Maybe it would be better to integrate into R?

And more people will be able to work and mt5 bridges with R seem to exist

Judging by the fact that Dr.Trader already failed when trying to port old libVMR version to R and didn't have enough memory for a large nuclear machine, as well as full performance for a small one (the number of cycles was reduced by 100 times), then who wants to step on the same rake is unlikely to be?


So, it's better not to start talking about porting for R such tasks yet - this nag won't pull.

 
Yury Reshetov:

Judging by the fact that Dr.Trader already failed when trying to port the old version of libVMR to R and did not have enough memory for a large nuclear machine, as well as full performance for a small (the number of cycles reduced by 100 times), then who wants to step on the same rake is unlikely to be found?


So, it's better not to breathe a word about porting such problems to R - this clunker is not up to the task.

I meant to create a package for "R" .

"R" consists of 70% of packages written in other languages (C++, C, fortran, java...) so the processing speed shouldn't suffer, or am I missing something?

the famous "h2o" package is all written in java

 
mytarmailS:

I meant to create a package for "R" .

"R" consists of about 70% of packages written in "foreign" languages (C++,C,fortran,java...) so processing speed should not suffer, or am I missing something?

the famous "h2o" package is all written in java

I didn't know that.
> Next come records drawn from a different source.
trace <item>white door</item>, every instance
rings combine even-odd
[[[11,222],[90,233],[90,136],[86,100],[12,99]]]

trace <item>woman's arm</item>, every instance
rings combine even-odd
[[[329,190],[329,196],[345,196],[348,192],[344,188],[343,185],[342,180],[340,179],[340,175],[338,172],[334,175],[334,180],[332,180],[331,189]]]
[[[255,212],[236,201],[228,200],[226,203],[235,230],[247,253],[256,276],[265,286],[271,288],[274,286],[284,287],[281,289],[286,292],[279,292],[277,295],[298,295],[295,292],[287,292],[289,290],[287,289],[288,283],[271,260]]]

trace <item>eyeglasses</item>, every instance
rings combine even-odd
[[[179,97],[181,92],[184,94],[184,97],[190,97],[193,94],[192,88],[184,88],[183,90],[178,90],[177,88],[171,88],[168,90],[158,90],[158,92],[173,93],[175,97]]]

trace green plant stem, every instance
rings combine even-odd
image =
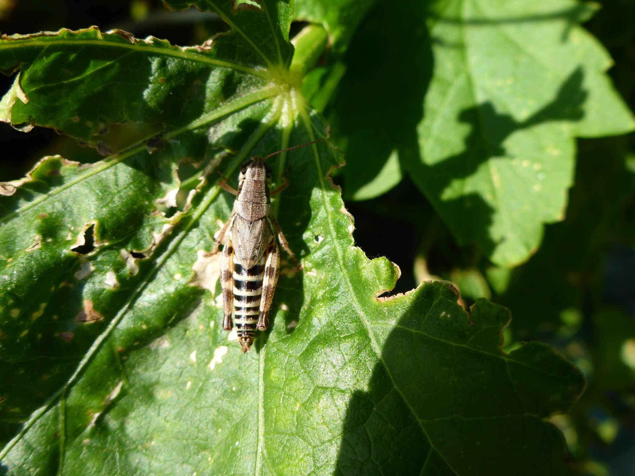
[[[304,76],[315,66],[326,49],[328,36],[324,27],[319,25],[307,25],[291,41],[295,47],[293,59],[290,70]]]

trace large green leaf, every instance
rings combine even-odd
[[[214,171],[235,185],[250,154],[326,129],[286,72],[289,17],[271,12],[288,4],[257,3],[220,6],[233,32],[202,51],[97,29],[0,43],[3,69],[20,69],[3,102],[17,124],[93,142],[86,122],[164,128],[102,162],[46,157],[3,184],[0,469],[565,473],[543,419],[575,401],[579,373],[542,344],[504,354],[509,313],[481,300],[468,316],[449,283],[378,298],[399,270],[353,246],[326,142],[270,159],[278,178],[291,166],[272,209],[304,265],[283,260],[271,330],[245,355],[220,329],[208,252],[232,197]],[[279,48],[262,45],[279,33]],[[117,98],[137,109],[121,114]]]
[[[353,33],[377,0],[298,0],[294,17],[322,25],[336,53],[346,51]]]
[[[564,216],[574,138],[633,129],[605,74],[610,57],[577,25],[589,7],[402,6],[403,22],[387,25],[393,7],[378,5],[349,51],[331,114],[352,166],[344,171],[347,194],[362,199],[389,189],[398,175],[375,178],[397,170],[389,160],[396,154],[460,243],[476,243],[497,264],[517,264],[538,246],[544,224]],[[387,29],[387,38],[377,34]],[[369,70],[377,56],[382,67]],[[358,126],[363,118],[368,127]]]

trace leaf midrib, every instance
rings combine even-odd
[[[265,99],[266,98],[265,98]],[[255,146],[255,144],[258,142],[258,141],[260,140],[262,136],[271,127],[272,124],[275,122],[279,116],[279,110],[273,111],[272,118],[266,123],[261,123],[260,126],[251,135],[250,140],[246,143],[245,145],[243,147],[240,152],[234,157],[232,165],[229,168],[229,173],[232,172],[242,162],[244,157],[247,156],[251,150]],[[195,223],[198,222],[201,216],[213,202],[214,200],[220,192],[220,187],[218,187],[218,185],[211,188],[209,192],[208,197],[206,199],[204,199],[199,206],[198,211],[192,215],[191,220],[186,225],[185,228],[181,232],[180,236],[177,237],[177,239],[170,244],[164,255],[156,261],[156,265],[148,270],[145,279],[138,283],[137,286],[137,289],[131,293],[130,298],[123,306],[121,310],[119,311],[119,312],[117,314],[110,323],[109,323],[108,326],[104,331],[104,332],[102,332],[93,342],[93,344],[86,352],[86,355],[82,358],[81,360],[80,360],[77,369],[73,373],[72,375],[71,375],[70,378],[69,378],[67,381],[66,383],[65,383],[60,389],[57,390],[42,405],[41,407],[34,412],[31,417],[24,424],[18,434],[16,435],[16,436],[14,437],[8,443],[7,443],[2,451],[0,451],[0,461],[2,461],[2,459],[4,459],[4,456],[6,456],[11,449],[15,446],[16,444],[17,444],[17,443],[22,439],[22,437],[26,434],[27,432],[29,431],[33,425],[35,424],[35,423],[39,420],[43,415],[51,409],[53,405],[56,401],[57,401],[60,395],[63,395],[64,392],[68,390],[68,389],[75,383],[77,378],[80,376],[86,366],[92,359],[92,357],[98,351],[102,346],[102,344],[110,337],[114,329],[122,321],[123,317],[128,314],[128,312],[132,308],[134,303],[137,301],[138,296],[152,281],[156,273],[161,269],[165,262],[179,247],[183,240],[185,239],[185,237],[187,235],[187,234],[189,232],[192,227]]]
[[[246,107],[247,106],[257,103],[258,101],[264,100],[265,99],[267,99],[268,98],[276,96],[278,94],[279,94],[281,91],[282,91],[281,86],[274,86],[274,88],[271,88],[267,89],[260,91],[253,94],[244,96],[243,97],[237,99],[236,101],[233,101],[231,103],[225,104],[218,108],[217,109],[215,109],[214,110],[208,112],[207,114],[201,116],[196,121],[190,122],[187,126],[184,126],[182,128],[180,128],[180,129],[177,129],[175,131],[173,131],[172,132],[166,133],[164,137],[166,140],[170,140],[171,139],[174,138],[175,137],[177,137],[178,135],[180,135],[181,134],[185,132],[194,130],[194,129],[196,129],[197,128],[199,128],[206,123],[211,122],[213,121],[215,121],[217,119],[220,119],[224,116],[226,116],[232,112],[238,111],[242,109],[244,109],[244,107]],[[152,137],[156,136],[156,135],[157,135],[156,133],[153,133]],[[85,174],[83,174],[80,176],[78,176],[76,178],[70,180],[68,183],[65,183],[64,185],[62,185],[55,188],[55,190],[50,192],[45,195],[42,195],[41,197],[34,200],[32,202],[29,202],[27,204],[25,205],[24,206],[21,207],[20,208],[18,208],[17,210],[15,210],[15,211],[13,211],[11,213],[2,217],[1,218],[0,218],[0,226],[1,226],[1,224],[3,222],[8,221],[8,220],[11,219],[21,213],[23,213],[24,212],[27,211],[29,209],[32,208],[36,205],[39,205],[39,204],[42,203],[44,201],[46,201],[51,197],[53,197],[65,191],[65,190],[69,188],[70,187],[72,187],[76,185],[77,183],[79,183],[83,180],[89,178],[97,173],[102,172],[104,170],[106,170],[110,168],[110,167],[116,165],[122,161],[125,160],[126,159],[132,157],[136,154],[142,152],[144,149],[146,149],[145,141],[147,138],[147,138],[146,139],[142,139],[138,141],[137,144],[132,146],[128,146],[128,147],[126,148],[126,149],[127,149],[126,152],[124,152],[123,154],[121,154],[121,155],[115,154],[114,155],[110,155],[109,157],[106,157],[104,161],[100,162],[100,164],[98,166],[91,168],[89,172],[87,172]]]
[[[24,41],[25,43],[19,43],[20,41]],[[161,40],[159,40],[161,41]],[[142,41],[142,40],[140,40]],[[48,41],[43,41],[40,40],[34,40],[34,39],[20,39],[20,40],[8,40],[6,43],[0,43],[0,51],[10,50],[15,48],[26,48],[30,46],[42,46],[43,50],[46,50],[47,48],[53,46],[58,45],[90,45],[91,46],[105,46],[109,48],[125,48],[128,50],[133,50],[138,51],[143,51],[144,53],[149,53],[152,55],[159,56],[164,55],[166,56],[177,56],[178,58],[182,58],[184,59],[189,60],[190,61],[200,62],[201,63],[207,63],[208,64],[215,65],[216,66],[220,66],[223,68],[228,68],[229,69],[235,69],[238,71],[242,71],[243,72],[248,73],[254,76],[258,76],[259,77],[267,78],[269,77],[267,70],[259,70],[255,68],[250,68],[247,66],[243,66],[243,65],[237,64],[236,63],[231,63],[228,61],[222,61],[221,60],[216,60],[212,58],[208,58],[203,56],[203,54],[194,54],[189,53],[187,50],[172,50],[172,49],[163,49],[155,46],[154,44],[145,44],[144,45],[140,43],[121,43],[119,42],[110,41],[107,39],[107,37],[104,37],[102,39],[93,39],[93,40],[49,40]],[[175,46],[170,44],[170,46],[172,48],[180,48],[181,47]]]

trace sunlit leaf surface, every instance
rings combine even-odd
[[[326,142],[270,159],[291,167],[272,210],[304,266],[283,260],[271,330],[244,355],[221,329],[208,253],[233,197],[216,171],[236,185],[250,154],[325,135],[286,73],[288,4],[246,4],[197,5],[232,29],[199,48],[96,29],[0,43],[15,125],[96,144],[113,122],[164,129],[3,184],[1,470],[565,474],[543,419],[579,373],[542,344],[504,354],[507,311],[468,316],[448,282],[378,298],[399,271],[353,246]]]

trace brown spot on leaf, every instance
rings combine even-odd
[[[84,299],[83,308],[77,313],[73,321],[76,322],[90,324],[98,321],[104,321],[104,316],[95,310],[92,301]]]
[[[165,149],[165,142],[160,137],[153,137],[146,141],[145,147],[149,152],[154,154],[157,150],[163,150]]]
[[[119,30],[118,28],[116,28],[114,30],[110,30],[109,33],[116,33],[126,41],[130,41],[133,44],[135,44],[135,36],[127,31],[124,31],[123,30]]]
[[[250,3],[247,3],[247,1]],[[253,4],[254,3],[257,4]],[[232,0],[232,13],[236,13],[241,10],[262,11],[262,4],[260,3],[260,0],[243,0],[241,3],[238,3],[237,0]]]
[[[70,342],[75,337],[75,333],[70,332],[70,331],[64,331],[64,332],[60,332],[59,336],[67,342]]]
[[[97,152],[100,155],[112,155],[115,153],[112,148],[105,142],[100,141],[97,143]]]
[[[447,288],[453,293],[454,293],[454,294],[455,294],[457,296],[461,295],[461,293],[458,292],[458,289],[451,282],[448,282],[447,284],[446,284],[445,287]]]
[[[0,195],[9,197],[15,193],[18,188],[6,182],[0,182]]]

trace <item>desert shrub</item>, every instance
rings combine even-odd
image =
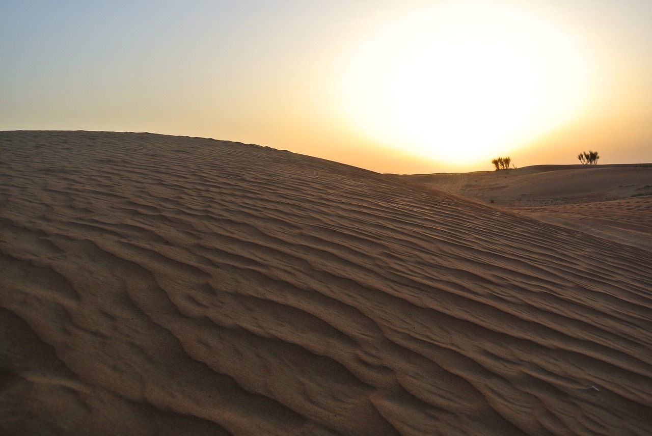
[[[509,169],[509,166],[512,163],[512,159],[507,156],[506,158],[497,158],[491,161],[491,163],[496,167],[496,170]]]
[[[589,150],[589,153],[583,151],[578,154],[577,158],[580,160],[582,165],[597,165],[598,159],[600,158],[600,155],[598,154],[598,152],[597,151]]]

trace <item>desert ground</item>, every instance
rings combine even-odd
[[[0,158],[0,434],[652,434],[652,166]]]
I will try to look for instructions on creating packages in Java.
 
Yury Reshetov:


More specifically in the report file:

/**
* The quality of modeling in out of sample:
*
* TruePositives: 182
* TrueNegatives: 181
* FalsePositives: 1
* FalseNegatives: 1
* Total patterns in out of samples with statistics: 365
* Total errors in out of sample: 2
* Sensitivity of generalization abiliy: 99.4535519125683%
* Specificity of generalization ability: 99.45054945054946%
* Generalization ability: 98.90410136311776%
* Indicator by Reshetov: 8.852456238401455
*/

Sorry, I don't believe it, it's too graphical. Repeat the experiment, please? I have attached another archive, there data for a different time period. Model training should be on train.csv, test on test_notarget.csv. I'm interested in results predicted for file test_notarget.csv. The file for the test doesn't contain target variable, to be fair. But there is one more passworded archive with results for test test.csv, I will give me password for test comparison in exchange for predicted results.

Files:
forex_test.zip  2699 kb
 
Combinator:

What do you mean they are not used? PCA is a linear transformation. Removable dimensions -- those that can be obtained by a linear combination of the others. This means that any predictor can be obtained by a linear combination of the principal components. if you take a 95% interval, there is a good chance of losing a good predictor stupidly because of scale, an interval less than 100% is only used in lossy data compression, otherwise only those components that are zero are always cut off.

I didn't put it accurately, but you got it right. The point is exactly to take components sufficient for 95% accuracy, and everything else is discarded. Example: let's say there are 10000 predictors, it means 10000 components can be created for guaranteed accuracy of 100%. Then we can discard 9,900 components, leaving 100, but the accuracy will drop only 5%, from 100% to 95%. Then we are left with analyzing the remaining 100 components and removing predictors that are not used in them. A loss of 5% is not a problem here, because it is important to predict the target variable, not to recreate the original data without loss.